Coming up Roses

I’m in a bit of a funk about our city right now, but still mid-June is glorious nearly everywhere in New England, and Salem is no exception: it’s time to celebrate the roses, and the lushness all around us. Roses are spilling under and over fences all over town, whether they are wooden picket, wrought iron, or chain-link. We have passed through the period of the peony and the rhododendron (not a fan of either–too lush) into that of roses, lady’s mantle, and mountain laurel. I wish I could keep the roses going in my own garden, but they seldom put on such a flagrant display after June: they just spurt, and it doesn’t matter how much Neem oil I spray on them, their leaves always turn yellow. But they look good now! Here is this year’s crop, followed by some of my favorite roses around town. Rose bushes are difficult to photograph: the one just below my collage, which is on the fence of the Phillips House on Chestnut Street, is actually more lavender than pink.

Roses collage

Roses 24

Roses Fence 2

Roses Cambridge

Roses Ropes

There are several of the old Rosa Gallica, or “apothecary’s rose” shrubs in the colonial garden behind Salem Maritime’s Derby House, and I also saw some in the garden of the Munroe Tavern in Lexington as I was driving by last week. I would love one, but I’d kill it. I was scouting out the site of the new archival center that the Lexington Historical Society is building adjacent to the Tavern: now I’m jealous of both Lexington’s old roses and the imminent accessibility of its archives!

Roses Lex 2

Roses Lexington

Roses Monroe

Back in Salem and in my garden, the lady’s mantle is peaking, as is the rue (which lasts for most of the summer–a truly marvelous herb), and I found some beautiful variegated catmint for a new border: the cats walk right by it so I don’t think it’s a particularly potent variety.

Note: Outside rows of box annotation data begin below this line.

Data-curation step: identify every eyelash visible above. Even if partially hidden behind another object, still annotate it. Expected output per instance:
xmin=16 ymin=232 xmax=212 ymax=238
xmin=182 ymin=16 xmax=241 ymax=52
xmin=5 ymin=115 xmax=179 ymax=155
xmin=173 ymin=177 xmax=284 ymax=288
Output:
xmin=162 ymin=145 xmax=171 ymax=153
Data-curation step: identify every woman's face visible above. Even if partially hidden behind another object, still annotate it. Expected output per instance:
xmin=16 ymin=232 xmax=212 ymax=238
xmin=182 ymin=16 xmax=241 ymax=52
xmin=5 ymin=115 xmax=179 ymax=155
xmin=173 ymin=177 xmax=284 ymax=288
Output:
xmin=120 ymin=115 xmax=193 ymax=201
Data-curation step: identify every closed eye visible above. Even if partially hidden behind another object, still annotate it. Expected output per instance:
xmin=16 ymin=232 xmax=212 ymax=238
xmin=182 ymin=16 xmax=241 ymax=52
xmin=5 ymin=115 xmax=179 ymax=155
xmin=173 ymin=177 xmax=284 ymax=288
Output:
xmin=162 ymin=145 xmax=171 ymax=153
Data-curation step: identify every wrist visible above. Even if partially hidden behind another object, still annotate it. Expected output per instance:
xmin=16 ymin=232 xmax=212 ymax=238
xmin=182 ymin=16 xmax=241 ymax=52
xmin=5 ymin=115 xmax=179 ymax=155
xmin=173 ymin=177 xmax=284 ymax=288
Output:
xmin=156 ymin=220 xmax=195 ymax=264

I also put in some masterwort (astrantia) plants along the border of the shade garden: their flowers look like little jeweled brooches and I hope they keep appearing all summer long.

Roses Ladys Mantle

Roses Rue

Roses Catmint

Roses Trinity

RosesSalem and Lexington flowering, June 2018.

5 responses to “Coming up Roses

  • az1407t

    I love the apricot colored rose at the top center of your collage. I never saw a rose that color before.

  • daseger

    Thanks! All my roses are from David Austin–I think this one is “Pat Austin”.

  • Pearl

    Why are you in funk right now about Salem?

    • daseger

      Well, this Phillips Library issue weighs very heavy on me. The Peabody Essex Museum has removed it to a vast “Collections Center” in Rowley, about 40 minutes to the north. The Library’s collections include the majority of Salem’s historical records so I’m now living in an archive-less city. Even more depressing, I think, is the fact that the city’s elected officials and “booster” organizations didn’t even put up a fight. Salem identifies as “Historic Salem” so this is very confusing and disappointing to me.

  • artandarchitecturemainly

    The massive appearance of flowers and fruits tell us that winter is over and the earth is joyous again. The joy is intensified by the rich colours and scents.